Friday, October 27, 2017

Protecting Hyper-V VMs

This section covers what can be protected, different deployment topologies, and performance and scale numbers. Hot backups of Microsoft workloads (for example, SQL Server, Exchange Server, SharePoint Server, and file servers) and Linux workloads is supported. Note that you get app consistent backups for the VMs running Microsoft workloads while you get file-consistent snapshots for the VMs running Linux workloads due to no Volume Shadow Copy Service (VSS) support in the guest.

DPM can be used to protect VMs hosted on the following:
 Standalone Hyper-V hosts that use local or direct-attached storage. Note that this option does not provide continuous availability and is not recommended for production deployments.

 Hyper-V cluster with storage on Server Message Block (SMB) shares backed by an SOFS cluster. This deployment type is referred to as “Hyper-V over SOFS.”

 Hyper-V cluster with the virtual hard disks stored on Clustered Shared Volumes (CSV). This deployment type is referred to as “Hyper-V over CSV.”

Protecting Hyper-V over SOFS
Hyper-V over SOFS configuration (with Storage Spaces) enables cost-effective, highly available, scalable, and flexible storage solutions for business-critical virtual deployments. It leverages industry-standard storage and allows customers to use Windows Server for highly available storage that can cost-effectively grow with demand. In this configuration, compute and storage are decoupled, and you can independently scale one without the need to scale the other. This configuration provides the lowest acquisition and operations cost. It allows highly available VMs, continuously available file servers, and fault-tolerant storage. The only challenge with this configuration is hardware setup and software installation unless you decide to go with the Cloud Platform System option.

Here are some considerations when using Hyper-V over SOFS and what they mean from a backup perspective:

 The file server must have Windows Server 2012 R2 with the new SMB 3.0 protocol. In order to get scalable backups with DPM, you cannot use non-Microsoft file servers that implement the SMB 3.0 protocol (because the DPM agent doesn’t work with these file servers).

 You must have separate failover clusters for Hyper-V and for the file server. DPM agents should be installed on the Hyper-V cluster nodes and on all the storage nodes (since the storage server is also clustered). You’ll need full-share and folder-level permissions for the local $ account of the file server on the SMB share.

Now consider the failure scenarios. What if the compute node goes down? There is no impact to the protected VMs on that node since the tracking is on the storage node. If there is a DPM VM on that node, all running jobs fail and are re-tried automatically.

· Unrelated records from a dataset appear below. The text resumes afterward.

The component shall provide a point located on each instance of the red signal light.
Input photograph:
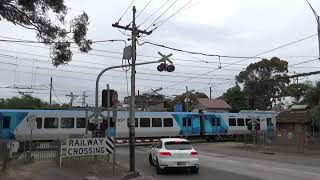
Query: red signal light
(194, 153)
(165, 154)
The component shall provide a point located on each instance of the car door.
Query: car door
(156, 149)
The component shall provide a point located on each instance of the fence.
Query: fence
(294, 142)
(4, 151)
(44, 150)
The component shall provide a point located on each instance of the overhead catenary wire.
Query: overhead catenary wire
(172, 15)
(141, 55)
(160, 15)
(126, 10)
(151, 15)
(304, 62)
(259, 54)
(143, 9)
(194, 52)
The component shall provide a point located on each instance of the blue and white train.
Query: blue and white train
(61, 124)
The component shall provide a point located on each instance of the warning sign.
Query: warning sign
(89, 146)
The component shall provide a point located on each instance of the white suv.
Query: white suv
(174, 153)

What if the storage node goes down? All VMs that are touched by this storage node (since the last backup) go into CC mode since the tracking is on the storage node. In Cloud Platform System, where one rack can host up to 2,000 VMs on a four-node SOFS cluster, roughly 500 VMs go into CC mode when one storage node goes down.

How do the scale numbers look? In a scale test conducted by the DPM Product Group, continuous daily backups for three weeks (using virtualized DPM servers) were taken where the workload running inside each of the VMs was spread across multiple I/O profiles (SQL OLTP, Exchange, File Server, Video Streaming, and SQL Decision Support System). The guest operating system used for the protected VMs was Windows Server 2012 R2.

Scale testing with each DPM server protecting between 50 to 250 VMs was performed. DPM VMs were deployed in scale-out configuration to protect VMs from the same Hyper-V cluster nodes. Results were pivoted around the following criteria:

 Backup success rate per day This signifies the percentage of VMs having successful backups in a single day.

 Overall backup success rate This signifies overall percentage of successful backups across all VMs for a three-week duration.

More than 98 percent success was achieved for both the metrics. It also implies that there were more than 20,000 jobs that ran successfully during this three-week duration. The few errors encountered were due to known auto-recoverable failures, such as “Out of storage space” and “Retry-able VSS errors.”

Protecting Hyper-V over CSV
Hyper-V over CSV (backed by SAN) is the most predominant deployment where VMs are hosted on a Hyper-V cluster with CSV storage. There is no limit to the number of disks a Hyper-V cluster can be configured to use, which allows much flexibility in designing the storage architecture of Hyper-V host clusters. For backing up the VMs, the DPM agent is installed on each cluster node, and you get reliable backups at scale with the latest version of DPM 2012 R2. There are no more host-level volume snapshots; it calls guest-level VSS to get application-consistent backups. DPM supports express full backups and parallel backups.

Now, consider the failure scenarios. What if the compute node goes down? All protected VMs on that host go into CC mode since the filter tracking is on that node. If there is a DPM VM on that host, all running jobs fail and are re-tried automatically. There is no impact on the jobs that have succeeded, and the jobs in queue continue to be in the queue even after the DPM VM moves to the new node in the cluster.